On the surface, Alexander III's
Era of Reaction was working well.

But every time he struck down
a revolutionary,

another one popped up as a replacement.

In 1887, five prisoners were brought
out of the fortress' execution block,

and hanged on a gallows
just where the white tree is.

Their crime? Plotting to murder the Tsar.

One of them was a 21-year-old
called Aleksandr Ulyanov.

That's his gray memorial up there.

Now you might not have heard of Aleksandr,

but you will have heard
of his younger brother.

On the day of Aleksandr's execution,

this brother was at school
doing his geometry exam.

His brother's death radicalized him.

He got involved in student protests

and starting producing
revolutionary literature

under a pseudonym

that would become one of
the 20th century's best known names.

Lenin.

Contemporaries saw danger.

The novelist Tolstoy wrote to the Tsar
urging him to show love for his enemies.

But Alexander wanted
to take the fight further,

and he used the very site of his father's
assassination in St.
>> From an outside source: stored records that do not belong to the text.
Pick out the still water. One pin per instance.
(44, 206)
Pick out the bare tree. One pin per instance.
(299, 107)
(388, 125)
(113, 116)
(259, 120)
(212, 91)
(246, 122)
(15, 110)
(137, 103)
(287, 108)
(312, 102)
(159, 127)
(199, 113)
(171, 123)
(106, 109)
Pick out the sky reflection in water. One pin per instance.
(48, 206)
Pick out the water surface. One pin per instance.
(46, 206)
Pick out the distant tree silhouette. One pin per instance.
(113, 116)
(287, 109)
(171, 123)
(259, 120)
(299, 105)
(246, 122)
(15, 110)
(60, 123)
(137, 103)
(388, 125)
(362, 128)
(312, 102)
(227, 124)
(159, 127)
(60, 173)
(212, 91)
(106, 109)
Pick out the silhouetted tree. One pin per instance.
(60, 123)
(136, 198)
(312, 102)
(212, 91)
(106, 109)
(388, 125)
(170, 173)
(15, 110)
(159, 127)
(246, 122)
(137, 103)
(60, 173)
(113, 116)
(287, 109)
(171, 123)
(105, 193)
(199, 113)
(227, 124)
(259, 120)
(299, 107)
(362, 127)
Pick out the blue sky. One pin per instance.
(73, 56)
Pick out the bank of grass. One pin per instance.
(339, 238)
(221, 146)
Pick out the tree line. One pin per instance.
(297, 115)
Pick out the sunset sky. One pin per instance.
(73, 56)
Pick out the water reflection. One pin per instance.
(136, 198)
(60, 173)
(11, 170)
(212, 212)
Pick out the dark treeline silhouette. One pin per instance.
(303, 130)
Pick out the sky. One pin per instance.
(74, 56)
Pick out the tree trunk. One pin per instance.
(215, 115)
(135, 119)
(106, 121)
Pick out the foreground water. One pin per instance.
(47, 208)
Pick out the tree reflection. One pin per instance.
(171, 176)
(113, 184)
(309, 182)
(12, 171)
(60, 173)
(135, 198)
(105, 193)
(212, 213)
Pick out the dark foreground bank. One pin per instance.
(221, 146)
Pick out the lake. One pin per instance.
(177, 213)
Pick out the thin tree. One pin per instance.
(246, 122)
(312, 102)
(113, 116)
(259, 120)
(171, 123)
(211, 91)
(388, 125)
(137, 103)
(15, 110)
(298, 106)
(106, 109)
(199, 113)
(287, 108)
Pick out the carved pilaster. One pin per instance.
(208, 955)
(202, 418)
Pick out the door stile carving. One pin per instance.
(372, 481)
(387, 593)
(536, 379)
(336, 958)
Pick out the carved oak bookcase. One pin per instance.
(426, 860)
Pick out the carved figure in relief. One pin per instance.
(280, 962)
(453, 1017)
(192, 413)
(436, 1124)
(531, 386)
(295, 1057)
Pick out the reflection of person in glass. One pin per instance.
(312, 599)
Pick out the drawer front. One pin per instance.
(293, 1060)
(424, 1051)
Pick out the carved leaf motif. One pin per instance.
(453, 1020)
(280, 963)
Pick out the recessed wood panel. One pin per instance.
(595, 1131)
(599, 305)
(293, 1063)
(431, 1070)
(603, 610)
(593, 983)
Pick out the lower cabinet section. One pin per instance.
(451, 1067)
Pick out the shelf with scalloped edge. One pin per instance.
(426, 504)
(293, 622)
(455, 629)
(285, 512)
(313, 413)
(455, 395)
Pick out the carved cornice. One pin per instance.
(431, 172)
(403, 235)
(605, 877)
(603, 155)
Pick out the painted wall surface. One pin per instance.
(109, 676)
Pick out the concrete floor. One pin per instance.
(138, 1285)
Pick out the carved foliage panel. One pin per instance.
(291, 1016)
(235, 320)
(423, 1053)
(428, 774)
Petersburg,

to make a powerful statement.

This city had killed his father,

and here Alexander would champion
the traditions of the motherland,

over the bankrupt modernity of the west.

Peter the Great
had conceived of St. Petersburg

as a model for a new Russia.

Here Russia was going to
embrace western ideals.

The city was even going to look
like it belonged to Europe,

being largely in the classical style.

And yet, bang in the middle of this city
full of Renaissance-style palazzi,

Alexander III has plonked down
this building.

It's like a declaration of war
on Peter's ideal.

A bit like a ghost at a feast.

This building revives the old Russia
that Peter the Great tried to obliterate.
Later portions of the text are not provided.